Was lösen die negativen Emotionen bzw. Ihre Gefühle (Ihr subjektives Empfinden einer Emotion) aus? Ist es: Hilflosigkeit, innere Unruhe, Unsicherheit, Selbstzweifel, Unzufriedenheit, Unausgeglichenheit, Lustlosigkeit, Enttäuschung, Schreck, Nervosität, Panik und Aggression? Und wie reagiert Ihr Körper reagiert darauf? Mit:
- Muskulären Reaktionen
- Flucht oder Angriff
- Gefühlsstau bis hin zum Zusammenbruch (Depression, Burnout)
3. Vegetative Stressoren & Reaktionen
Auf dieser Ebene ereignen sich alle Reaktionen des vegetativen Nervensystems und der damit verbundenen Organe, die i.d.R. nicht willentlich kontrollierbar sind. Die Stress-Alarm-Phase befindet sich in vollem Gang. Durch das Hormon Hydrocortison sinkt die Immunabwehr des Körpers. Eine erhöhte Erregung und psychosomatische Beschwerden treten auf:
- Herz- Kreislaufbeschwerden wie klopfen/stechen/rasen/stolpern. Beklemmendes Gefühl in der Brust sowie erhöhtes Infarktrisiko. (Allein in der Schweiz werden jährlich ca. 50’000 Herzinfarkte behandelt)
- Magen-Darm-Beschwerden durch erhöhte Salzproduktion des Magens, flaues Gefühl im Magen, Verdauungsbeschwerden, Durchfall, Übelkeit oder Erbrechen, Gastritis, Veränderung des Cholesterinspiegels
- Schlafstörungen, chronische Müdigkeit
- Sexuelle Funktionsstörungen
- Erhöhte Anfälligkeit für Infektionen
- Hautprobleme, übermässiges Schwitzen, Adern treten hervor
- Atembeschwerden, trockener Mund
4. Muskuläre Stressoren & Reaktionen
Dabei geht es um Reaktionen im Bereich der Skelettmuskulatur, also jene, die der willkürlichen Kontrolle unterliegen. Werden Muskeln durch einseitige körperliche oder psychische Belastung ständig angespannt, wird die Blutzufuhr durch zusammengepresste Blutgefässe gedrosselt. Dadurch gelangen zu wenig Sauerstoff und Nährstoffe in die Muskeln und die Abfallprodukte wie Milchsäure werden nicht ausreichend abgeführt – Schmerzen entstehen. Im Laufe der Zeit verselbstständigen sich die Schmerzen und treten auch ohne direkten Auslöser auf. Auf diese Weise entsteht beispielsweise Spannungskopfschmerz. Diese Schmerzen wirken wiederum auf unsere Psyche und der Teufelskreis ist in vollem Gang.

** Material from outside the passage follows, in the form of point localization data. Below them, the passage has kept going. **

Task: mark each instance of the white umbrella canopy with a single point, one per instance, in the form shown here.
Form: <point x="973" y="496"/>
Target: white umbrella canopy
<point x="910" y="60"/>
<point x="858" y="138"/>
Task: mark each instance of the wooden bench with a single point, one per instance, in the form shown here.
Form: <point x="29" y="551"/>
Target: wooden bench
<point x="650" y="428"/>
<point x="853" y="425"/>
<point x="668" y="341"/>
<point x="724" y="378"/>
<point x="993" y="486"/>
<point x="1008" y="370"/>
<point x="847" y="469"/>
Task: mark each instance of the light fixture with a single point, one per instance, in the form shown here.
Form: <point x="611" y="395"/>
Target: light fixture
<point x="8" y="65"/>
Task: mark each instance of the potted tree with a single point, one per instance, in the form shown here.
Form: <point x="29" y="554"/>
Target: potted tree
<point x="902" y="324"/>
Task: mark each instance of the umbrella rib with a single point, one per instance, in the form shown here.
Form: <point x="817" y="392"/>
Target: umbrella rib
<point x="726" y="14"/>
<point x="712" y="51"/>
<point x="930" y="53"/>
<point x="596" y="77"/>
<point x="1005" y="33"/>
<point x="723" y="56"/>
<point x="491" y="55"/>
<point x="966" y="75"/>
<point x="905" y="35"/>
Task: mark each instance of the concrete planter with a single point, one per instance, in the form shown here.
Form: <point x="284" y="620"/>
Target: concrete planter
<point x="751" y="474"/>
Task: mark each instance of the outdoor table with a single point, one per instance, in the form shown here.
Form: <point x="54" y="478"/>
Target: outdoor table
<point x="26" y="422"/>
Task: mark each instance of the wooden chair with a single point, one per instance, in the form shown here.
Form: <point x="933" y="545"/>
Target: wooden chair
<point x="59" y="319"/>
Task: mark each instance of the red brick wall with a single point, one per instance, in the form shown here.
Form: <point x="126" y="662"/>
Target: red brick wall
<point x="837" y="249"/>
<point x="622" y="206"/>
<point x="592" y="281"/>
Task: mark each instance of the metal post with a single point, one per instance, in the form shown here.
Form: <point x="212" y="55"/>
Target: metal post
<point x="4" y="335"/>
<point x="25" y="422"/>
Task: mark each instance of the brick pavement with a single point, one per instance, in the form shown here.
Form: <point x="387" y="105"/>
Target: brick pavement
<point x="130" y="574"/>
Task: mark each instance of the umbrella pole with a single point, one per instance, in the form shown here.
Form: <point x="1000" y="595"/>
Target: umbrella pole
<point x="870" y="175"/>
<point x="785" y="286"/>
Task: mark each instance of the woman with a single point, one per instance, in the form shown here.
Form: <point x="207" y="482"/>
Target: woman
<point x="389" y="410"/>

- Nervöse Gestik oder starre Mimik, weiche Knie, Tränen
- Unbemerktes Schulterhochziehen, nervöse Finger oder Füsse
- Zähneknirschen, verzerrtes Gesicht, Krampfneigung
- Ständiges Räuspern, Kloss im Hals, Stottern
- Spannungskopfschmerz, Rückenschmerzen, allgemeine Verspanntheit
- Zittern, Übelkeit, Erbrechen
Wie beenden Sie einen solchen Teufelskreis? (Falls Sie einmal oder ständig in einem solchen stecken.)

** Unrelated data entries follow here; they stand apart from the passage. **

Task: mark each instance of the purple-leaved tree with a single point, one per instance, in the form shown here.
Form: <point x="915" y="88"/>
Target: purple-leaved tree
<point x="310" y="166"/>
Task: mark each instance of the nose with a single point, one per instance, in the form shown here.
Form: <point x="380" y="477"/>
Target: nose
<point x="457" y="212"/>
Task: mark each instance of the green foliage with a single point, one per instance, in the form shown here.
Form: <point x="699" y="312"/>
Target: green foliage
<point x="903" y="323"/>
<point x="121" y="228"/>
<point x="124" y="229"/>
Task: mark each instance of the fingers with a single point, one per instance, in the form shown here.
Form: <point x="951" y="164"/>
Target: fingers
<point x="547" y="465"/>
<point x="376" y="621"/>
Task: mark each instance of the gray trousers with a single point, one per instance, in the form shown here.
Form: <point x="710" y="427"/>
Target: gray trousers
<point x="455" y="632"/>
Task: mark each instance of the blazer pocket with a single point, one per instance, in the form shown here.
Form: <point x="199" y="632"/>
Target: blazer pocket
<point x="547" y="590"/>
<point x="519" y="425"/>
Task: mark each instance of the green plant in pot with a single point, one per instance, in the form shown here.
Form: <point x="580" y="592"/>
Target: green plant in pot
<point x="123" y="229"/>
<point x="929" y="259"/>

Entstressung – Stress entgegenwirken
Stress wird oftmals als «von aussen einwirkend» angesehen. Dies führt wiederum dazu, dass man sich fremdbestimmt und handlungsunfähig fühlt. Dies muss allerdings nicht so sein oder bleiben. Sie können Stress präventiv und auch akut entgegenwirken!
Wirksame Stressbewältigung erfordert
- Wahrnehmung durch Erkennen und Reflexion der Stressoren
- Kognitive Bewertung der emotionalen Empfindungen der «Situation»
- Analyse des eigenen Verhaltens
- Neue Handlungsmuster anlegen und verdichten
- Gezielte Entspannungsübungen
Im nächsten Blog werde ich Ihnen einige wirksame Handlungsweisen aufzeigen. Denn Stress ist individuell und umkehrbar.